Trotz der Übertragung der Räum- und Streupflicht besteht ein Schadenersatzanspruch gegen die Eigentümergemeinschaft, wenn diese ihre Überwachungs- und Kontrollpflichten verletzt hat. Allerdings verlangt diese Überwachungs- und Kontrollpflicht nicht, dass die Eigentümergemeinschaft im Winter ständig kontrolliert, inwieweit Glättebereiche ordnungsgemäß gestreut werden. Vielmehr darf sie sich bei der Übertragung von Verkehrssicherungspflichten auf ein Fachunternehmen im Allgemeinen auf deren Erfüllung verlassen und muss nicht ohne konkreten Anhalt alle Einzelheiten kontrollieren.
Außerdem ist bei einer Eigentümergemeinschaft in der Regel davon auszugehen, dass die Wohnungseigentümer, bzw. die Bewohner des Hauses, selbst ein starkes Interesse daran haben, dass im Winter keine gefährlichen Glättebildungen auf den von den Bewohnern benutzten Flächen vorhanden sind. Es ist daher grundsätzlich zu erwarten, dass gefährliche Glättebildungen und mögliche Unzulänglichkeiten eines Hausmeisterdienstes der Verwalterin umgehend von den Bewohnern mitgeteilt werden. Die Eigentümergemeinschaft kann daher im Winter im Regelfall davon ausgehen, dass eine ausreichende Kontrolle des Winterdienstes durch die Bewohner stattfindet.
Fazit: Wenn Sie einen Dritten vertraglich zur Durchführung des Winterdienstes auf dem gemeinschaftlichen Grundstück verpflichten, sind Sie nicht völlig aus Ihrer Pflicht entlassen.
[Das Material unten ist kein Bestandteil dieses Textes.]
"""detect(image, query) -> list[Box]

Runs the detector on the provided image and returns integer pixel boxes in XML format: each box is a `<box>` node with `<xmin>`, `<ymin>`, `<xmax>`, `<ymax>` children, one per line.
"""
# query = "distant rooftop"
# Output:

Was bleibt, ist die Pflicht zu kontrollieren und zu überwachen, ob der Dritte den Winterdienst auch ordnungsgemäß ausführt. Bei der Beauftragung eines Fachunternehmens dürfen Sie sich jedoch auf die ordnungsgemäße Aufgabenerfüllung verlassen. Ohne konkreten Anlass brauchen Sie dann nicht zu kontrollieren.